22. This Agreement shall be governed by and construed and enforced in accordance with the laws of the State of California and the Federal Laws of the United States of America. Actions relating to this Agreement, including but not limited to its interpretation, application or existence shall be brought exclusively in state or federal courts located in San Diego County, California and you irrevocably consent to the exclusive jurisdiction of such courts.
23. You may not bring any action against WDS on a class or representative basis. You may not act as a private attorney general or class representative, nor participate as a member of a class of claimants, with respect to any dispute or claim between us.
24. If and to the extent any provision of these Terms is held invalid or unenforceable at law, such provision will be deemed stricken and the remainder of these Terms will continue in effect and be valid and enforceable to the fullest extent permitted by law.
25. These Terms are the complete and exclusive statement regarding the subject matter of these Terms and supersede all prior and contemporaneous agreements, understandings and communications, oral or written, between us regarding such subject matter.
26. These Terms are subject to change.
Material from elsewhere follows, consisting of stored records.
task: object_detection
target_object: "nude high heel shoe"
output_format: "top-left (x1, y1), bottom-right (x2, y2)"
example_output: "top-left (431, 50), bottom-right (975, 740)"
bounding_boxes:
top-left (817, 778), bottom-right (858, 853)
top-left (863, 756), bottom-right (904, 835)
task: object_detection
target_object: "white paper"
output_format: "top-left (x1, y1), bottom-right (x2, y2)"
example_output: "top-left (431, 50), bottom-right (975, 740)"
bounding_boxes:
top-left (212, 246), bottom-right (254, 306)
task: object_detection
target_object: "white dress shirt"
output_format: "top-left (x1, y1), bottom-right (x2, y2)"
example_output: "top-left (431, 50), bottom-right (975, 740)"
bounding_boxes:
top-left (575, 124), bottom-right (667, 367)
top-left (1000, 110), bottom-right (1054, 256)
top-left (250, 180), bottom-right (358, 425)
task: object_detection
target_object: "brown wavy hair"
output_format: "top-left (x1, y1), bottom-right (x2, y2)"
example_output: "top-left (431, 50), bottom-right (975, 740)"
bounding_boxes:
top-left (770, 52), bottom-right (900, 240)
We may notify you of any changes via email or by posting a notice in the marketing control center. Your continued use of our services will constitute your acceptance of the changed Terms.
27. The waiver of any provision on one occasion will not constitute a waiver of such provision on any other occasion, and any failure to enforce any of the provisions of these Terms will not constitute a waiver. No waiver of a right or remedy under this Agreement will be binding upon a Party unless it is in writing and signed by its authorized representative.
28. This Agreement does not create any agency or partnership relationship.
29. You may not assign these Terms, in whole or in part, to any other person or entity without our consent. We may assign these Terms without your consent, including in connection with the sale of our assets. This Agreement is binding upon and inures to the benefit of the parties and their heirs, executors, legal and personal representatives, successors and assigns, as the case may be.